The ANDIS study included patients with newly diagnosed diabetes (n = 8980) from the Swedish All New Diabetics in Scania cohort. The ANDIS study protocol was approved by the regional ethics review committee in Lund (ANDIS:584/2006 and 2012/676). All participants provided written informed consent. This cohort was used in the original study that first defined the T2D subtypes8. Data-driven k-means cluster analysis using six variables (glutamate decarboxylases antibodies, age at diagnosis, BMI, HbA1c, and HOMA2-B, and HOMA2-IR, was carried out on these patients. Five distinct clusters of diabetes subtypes with significantly different patient characteristics and risk of complications were identified. These subtypes included one autoimmune or SAID, and four subtypes of type 2 diabetes, namely SIDD, SIRD, MOD, MARD.

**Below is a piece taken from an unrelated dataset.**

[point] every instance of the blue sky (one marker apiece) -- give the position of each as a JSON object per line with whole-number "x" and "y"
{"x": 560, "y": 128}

Replication of associations of T2D subtypes with proteomics

Replication of the subgroup-specific proteins was attempted in the AGES-Reykjavik study23 and the ANDIS study8 using a linear regression model for each cluster versus all other clusters, while adjusting for sex. The protein data and T2D subgroup definition in AGES has been previously described23. Protein levels were measured in the ANDIS study for N = 176 individuals (44 individuals per subtype) using the Olink platform (Olink Proteomics, Uppsala, Sweden). Equal numbers of men and women were selected based on Euclidean distance to the cluster centers to be representative of their subtype. All selected individuals were between age 38.1 and 75.2 years, of European decent, and had their blood samples taken within 3 months of diabetes diagnosis. The following 13 Olink panels were used: Olink CARDIOMETABOLIC, Olink CARDIOVASCULAR II, Olink CARDIOVASCULAR III, Olink CELL REGULATION, Olink DEVELOPMENT, Olink IMMUNE RESPONSE, Olink INFLAMMATION, Olink METABOLISM, Olink NEURO EXPLORATORY, Olink NEUROLOGY, Olink ONCOLOGY II, Olink ONCOLOGY III, and Olink ORGAN DAMAGE, covering a total of 1161 distinct protein assays. The biomarker expression was measured using logarithm of the relative biomarker/protein concentration in each panel, expressed as normalized protein expression values. Outlier analysis was performed using an unsupervised clustering algorithm using a One Class Support Vector Machine. Four samples, one from each subtype, were identified as outliers and excluded from the analysis, leaving N = 172 individuals (43 individuals per subtype). Data was available for 30 of the 47 subtype-specific proteins (matched by Uniprot identifiers) that were shared between the Olink data in ANDIS and the Somalogic data in QBB.

Reporting summary

Further information on research design is available in the Nature Portfolio Reporting Summary linked to this article.